Graphs and networks

A cladogram is an N-ary tree showing multiple possible descendant paths from a common biological ancestor. Cladograms are inferred based upon available evidence and informed speculation about which species likely evolved from which other species. However, the same ancestor and descendants may be linked together in multiple N-ary trees, each an alternate proposed solution from available evidence.

This 3D visualization presents a "tree" of alternate cladograms arranged to enable comparisons of competing solutions. The cladograms are each built by parsing a text-based phylogenetic equation that lists species and descendant groups. Any number of competing trees can be added to the diagram. Colors indicate similarities between the trees. The trees can be dragged around in the circle of trees and the scene re-oriented in 3D.

This project was funded by the National Science Foundation. Development was in C++ and VRML.

A network is a multilayered structure of hubs and their descendants. Unlike traditional 2D network maps overlaid atop a US or world map, this diagram focuses upon connectivity, not geo-layout. This enables a more efficient representation that doesn't try to cram a lot of information into a small space (such as all hubs in the L.A. area while looking at at the whole US map).
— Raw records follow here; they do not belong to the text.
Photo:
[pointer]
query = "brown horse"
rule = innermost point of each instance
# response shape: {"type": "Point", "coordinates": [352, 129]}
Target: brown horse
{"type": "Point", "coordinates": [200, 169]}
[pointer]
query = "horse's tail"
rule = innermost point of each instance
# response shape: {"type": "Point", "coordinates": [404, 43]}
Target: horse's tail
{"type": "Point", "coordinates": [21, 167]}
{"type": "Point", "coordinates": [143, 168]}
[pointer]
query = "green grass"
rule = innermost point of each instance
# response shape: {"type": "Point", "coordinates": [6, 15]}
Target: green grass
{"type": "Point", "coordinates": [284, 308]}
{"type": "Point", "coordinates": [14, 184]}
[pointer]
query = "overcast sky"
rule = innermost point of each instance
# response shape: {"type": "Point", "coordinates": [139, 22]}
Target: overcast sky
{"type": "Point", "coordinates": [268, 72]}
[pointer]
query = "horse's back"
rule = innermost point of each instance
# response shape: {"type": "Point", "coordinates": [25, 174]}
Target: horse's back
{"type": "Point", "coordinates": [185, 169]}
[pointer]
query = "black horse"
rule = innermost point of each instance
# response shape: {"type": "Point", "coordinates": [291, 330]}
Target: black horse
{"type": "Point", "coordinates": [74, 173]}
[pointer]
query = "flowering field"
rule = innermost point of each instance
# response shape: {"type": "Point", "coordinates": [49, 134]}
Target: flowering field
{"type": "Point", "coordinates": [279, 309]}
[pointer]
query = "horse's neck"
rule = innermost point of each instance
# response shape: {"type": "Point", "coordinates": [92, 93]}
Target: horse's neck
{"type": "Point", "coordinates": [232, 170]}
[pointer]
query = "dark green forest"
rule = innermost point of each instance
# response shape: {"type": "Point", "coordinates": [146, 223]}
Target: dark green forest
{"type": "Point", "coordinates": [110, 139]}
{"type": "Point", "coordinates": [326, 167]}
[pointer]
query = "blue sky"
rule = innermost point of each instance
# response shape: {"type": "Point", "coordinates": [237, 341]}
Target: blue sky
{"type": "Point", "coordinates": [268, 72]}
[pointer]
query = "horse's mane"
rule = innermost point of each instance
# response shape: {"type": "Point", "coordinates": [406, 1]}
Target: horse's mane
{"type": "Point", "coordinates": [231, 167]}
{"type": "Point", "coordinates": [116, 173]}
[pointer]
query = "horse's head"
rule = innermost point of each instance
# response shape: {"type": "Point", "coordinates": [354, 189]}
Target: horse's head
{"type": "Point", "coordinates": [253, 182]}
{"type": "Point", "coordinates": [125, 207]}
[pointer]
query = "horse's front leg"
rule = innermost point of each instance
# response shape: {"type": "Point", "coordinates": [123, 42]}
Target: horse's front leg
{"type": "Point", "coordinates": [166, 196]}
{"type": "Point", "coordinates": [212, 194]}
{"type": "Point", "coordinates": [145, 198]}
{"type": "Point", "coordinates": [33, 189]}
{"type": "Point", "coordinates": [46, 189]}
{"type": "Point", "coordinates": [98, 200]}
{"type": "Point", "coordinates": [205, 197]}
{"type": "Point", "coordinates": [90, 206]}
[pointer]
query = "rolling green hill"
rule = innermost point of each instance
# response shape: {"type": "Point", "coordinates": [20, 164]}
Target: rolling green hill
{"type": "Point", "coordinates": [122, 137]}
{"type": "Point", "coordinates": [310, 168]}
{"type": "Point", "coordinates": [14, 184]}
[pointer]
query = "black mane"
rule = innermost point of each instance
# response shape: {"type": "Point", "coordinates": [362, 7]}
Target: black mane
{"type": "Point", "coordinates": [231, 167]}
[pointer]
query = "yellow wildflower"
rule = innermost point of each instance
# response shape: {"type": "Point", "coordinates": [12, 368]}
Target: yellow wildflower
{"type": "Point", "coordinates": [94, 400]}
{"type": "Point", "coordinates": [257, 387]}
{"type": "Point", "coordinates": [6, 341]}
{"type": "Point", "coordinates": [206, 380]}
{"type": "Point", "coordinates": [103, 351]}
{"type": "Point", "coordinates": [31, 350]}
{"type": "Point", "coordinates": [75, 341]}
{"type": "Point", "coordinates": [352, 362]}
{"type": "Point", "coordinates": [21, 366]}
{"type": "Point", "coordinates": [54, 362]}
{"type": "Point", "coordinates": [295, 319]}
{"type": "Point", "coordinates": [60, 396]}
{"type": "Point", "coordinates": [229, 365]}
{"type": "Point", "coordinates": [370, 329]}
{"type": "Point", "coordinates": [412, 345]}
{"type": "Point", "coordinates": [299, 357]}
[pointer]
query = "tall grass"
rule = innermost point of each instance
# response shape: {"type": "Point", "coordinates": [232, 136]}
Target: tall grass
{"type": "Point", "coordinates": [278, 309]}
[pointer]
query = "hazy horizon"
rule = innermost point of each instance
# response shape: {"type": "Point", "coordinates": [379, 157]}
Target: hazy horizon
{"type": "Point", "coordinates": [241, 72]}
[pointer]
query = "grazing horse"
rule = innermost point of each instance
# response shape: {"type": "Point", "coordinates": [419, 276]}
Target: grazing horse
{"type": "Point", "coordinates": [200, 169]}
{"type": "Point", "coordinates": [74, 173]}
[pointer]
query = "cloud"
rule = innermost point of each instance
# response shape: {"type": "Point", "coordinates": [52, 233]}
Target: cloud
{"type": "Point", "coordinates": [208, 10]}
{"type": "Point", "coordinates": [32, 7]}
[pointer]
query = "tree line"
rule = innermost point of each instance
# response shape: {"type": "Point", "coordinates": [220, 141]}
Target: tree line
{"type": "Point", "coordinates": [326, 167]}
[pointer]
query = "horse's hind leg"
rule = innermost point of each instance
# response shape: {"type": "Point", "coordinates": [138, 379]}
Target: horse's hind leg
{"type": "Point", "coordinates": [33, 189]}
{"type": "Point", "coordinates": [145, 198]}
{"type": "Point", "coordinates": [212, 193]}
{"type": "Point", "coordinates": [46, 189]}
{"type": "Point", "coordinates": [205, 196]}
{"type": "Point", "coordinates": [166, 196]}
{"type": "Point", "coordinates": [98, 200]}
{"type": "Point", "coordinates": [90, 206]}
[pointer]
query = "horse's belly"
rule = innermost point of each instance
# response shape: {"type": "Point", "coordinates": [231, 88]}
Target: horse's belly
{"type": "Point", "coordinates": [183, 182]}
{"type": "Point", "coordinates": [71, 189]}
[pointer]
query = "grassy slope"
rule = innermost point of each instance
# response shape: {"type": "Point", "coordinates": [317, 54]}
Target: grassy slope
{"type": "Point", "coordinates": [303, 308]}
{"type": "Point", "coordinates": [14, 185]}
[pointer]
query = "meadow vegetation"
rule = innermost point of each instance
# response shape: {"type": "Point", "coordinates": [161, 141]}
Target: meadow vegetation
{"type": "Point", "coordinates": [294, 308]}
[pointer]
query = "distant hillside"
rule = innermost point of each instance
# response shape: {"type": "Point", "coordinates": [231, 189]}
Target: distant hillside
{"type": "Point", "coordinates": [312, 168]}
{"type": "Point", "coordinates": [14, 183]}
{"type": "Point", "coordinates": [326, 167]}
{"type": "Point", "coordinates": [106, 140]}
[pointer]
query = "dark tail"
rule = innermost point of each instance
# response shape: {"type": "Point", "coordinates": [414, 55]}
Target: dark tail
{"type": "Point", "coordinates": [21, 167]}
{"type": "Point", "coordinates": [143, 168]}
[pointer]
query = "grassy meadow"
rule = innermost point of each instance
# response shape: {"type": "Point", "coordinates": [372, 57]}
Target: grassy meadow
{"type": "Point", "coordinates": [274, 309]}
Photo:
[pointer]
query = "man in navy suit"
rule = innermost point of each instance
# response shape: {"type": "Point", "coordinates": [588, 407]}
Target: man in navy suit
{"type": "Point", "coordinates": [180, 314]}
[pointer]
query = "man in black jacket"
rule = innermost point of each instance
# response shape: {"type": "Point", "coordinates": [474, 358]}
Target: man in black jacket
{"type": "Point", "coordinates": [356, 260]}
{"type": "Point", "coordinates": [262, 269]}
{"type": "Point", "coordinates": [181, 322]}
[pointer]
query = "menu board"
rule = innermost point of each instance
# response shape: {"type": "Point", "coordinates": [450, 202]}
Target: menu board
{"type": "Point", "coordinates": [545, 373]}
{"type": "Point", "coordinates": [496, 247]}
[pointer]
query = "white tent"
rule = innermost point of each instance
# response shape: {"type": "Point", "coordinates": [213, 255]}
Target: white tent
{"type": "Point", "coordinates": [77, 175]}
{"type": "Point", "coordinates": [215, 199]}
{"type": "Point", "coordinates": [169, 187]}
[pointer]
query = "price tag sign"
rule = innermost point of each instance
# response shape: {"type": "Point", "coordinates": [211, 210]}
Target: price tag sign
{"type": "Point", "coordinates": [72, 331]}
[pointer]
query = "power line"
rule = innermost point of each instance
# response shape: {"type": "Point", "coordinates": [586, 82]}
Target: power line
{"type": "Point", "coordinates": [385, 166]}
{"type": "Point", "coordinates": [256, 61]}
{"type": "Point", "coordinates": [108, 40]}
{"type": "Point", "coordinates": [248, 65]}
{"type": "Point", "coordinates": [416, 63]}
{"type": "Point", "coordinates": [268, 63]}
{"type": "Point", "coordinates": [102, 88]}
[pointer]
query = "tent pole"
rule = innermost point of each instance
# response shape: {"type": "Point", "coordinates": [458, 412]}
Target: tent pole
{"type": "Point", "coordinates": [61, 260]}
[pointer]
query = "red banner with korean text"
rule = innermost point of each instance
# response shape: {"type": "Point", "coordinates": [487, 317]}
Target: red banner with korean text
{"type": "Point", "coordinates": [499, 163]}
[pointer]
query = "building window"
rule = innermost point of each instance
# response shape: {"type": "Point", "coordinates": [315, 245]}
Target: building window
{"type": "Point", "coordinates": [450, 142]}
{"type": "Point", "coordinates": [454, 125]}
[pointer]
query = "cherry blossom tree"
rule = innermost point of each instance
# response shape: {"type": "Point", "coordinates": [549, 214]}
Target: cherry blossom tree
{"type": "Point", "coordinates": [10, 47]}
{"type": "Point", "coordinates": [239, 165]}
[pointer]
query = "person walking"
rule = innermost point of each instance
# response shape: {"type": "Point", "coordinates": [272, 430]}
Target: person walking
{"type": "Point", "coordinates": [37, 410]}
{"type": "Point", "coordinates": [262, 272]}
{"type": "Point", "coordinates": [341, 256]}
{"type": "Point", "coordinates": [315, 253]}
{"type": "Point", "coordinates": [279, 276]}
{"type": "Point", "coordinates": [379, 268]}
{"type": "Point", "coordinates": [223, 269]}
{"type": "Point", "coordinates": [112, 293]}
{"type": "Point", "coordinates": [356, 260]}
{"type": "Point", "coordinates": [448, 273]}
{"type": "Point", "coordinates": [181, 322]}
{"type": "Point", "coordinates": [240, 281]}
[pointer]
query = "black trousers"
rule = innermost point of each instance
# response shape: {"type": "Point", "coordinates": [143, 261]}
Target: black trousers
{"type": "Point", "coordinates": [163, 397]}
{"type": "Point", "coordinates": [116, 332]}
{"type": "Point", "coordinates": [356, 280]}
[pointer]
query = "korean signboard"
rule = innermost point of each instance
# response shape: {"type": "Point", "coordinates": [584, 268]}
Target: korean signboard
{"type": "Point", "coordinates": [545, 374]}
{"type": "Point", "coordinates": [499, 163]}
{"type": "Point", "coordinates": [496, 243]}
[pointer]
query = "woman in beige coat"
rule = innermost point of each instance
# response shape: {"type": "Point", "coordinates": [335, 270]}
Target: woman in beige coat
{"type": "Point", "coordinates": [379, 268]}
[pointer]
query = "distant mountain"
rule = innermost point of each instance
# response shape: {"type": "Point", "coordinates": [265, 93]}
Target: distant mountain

This visualization was built dynamically from network topology data assembled by a network monitoring organization. The layout used geographic information to place hubs that were located in the same part of the country near each other in each circle of nodes at each layer of the diagram. Major hubs are at higher layers. This visualization also supported network traffic statistics overlaid atop the graph and animated to observe traffic ebb and flow and to highlight bottlenecks.

This project was funded by the National Science Foundation. Development was in C++ and VRML.

When chemical 'A' interacts with 'B' to form 'C', then 'C' interacts with 'D' to form 'E', this chain of interactions forms a pathway that can be shown as a graph. When investigating the inner workings of the cell, researchers draw complex hypothetical pathways. If we view this chain-reaction as sending a chemical signal from the starting chemical to the ending one, then the diagram shows possible signal pathways and the concentration plots the strength of that signal. Such a pathway is used in cell signaling research. This visualization shows a complex pathway centered on Arachadonic Acid.

This visualization plotted biological pathways dynamically based upon data in an Oracle database. Pathways also could be drawn from scratch by dragging and dropping chemical nodes and drawing connections between them to designate interactions between them. Color indicates the type of chemical involved and the type of interaction. The pathway could be queried to obtain information on chemical compounds in the graph. Experimental data showing changes in chemical concentrations were overlaid atop the pathway and animated to show the order in which interactions occur.

This project was funded by the National Science Foundation. Development was in Java and JOGL.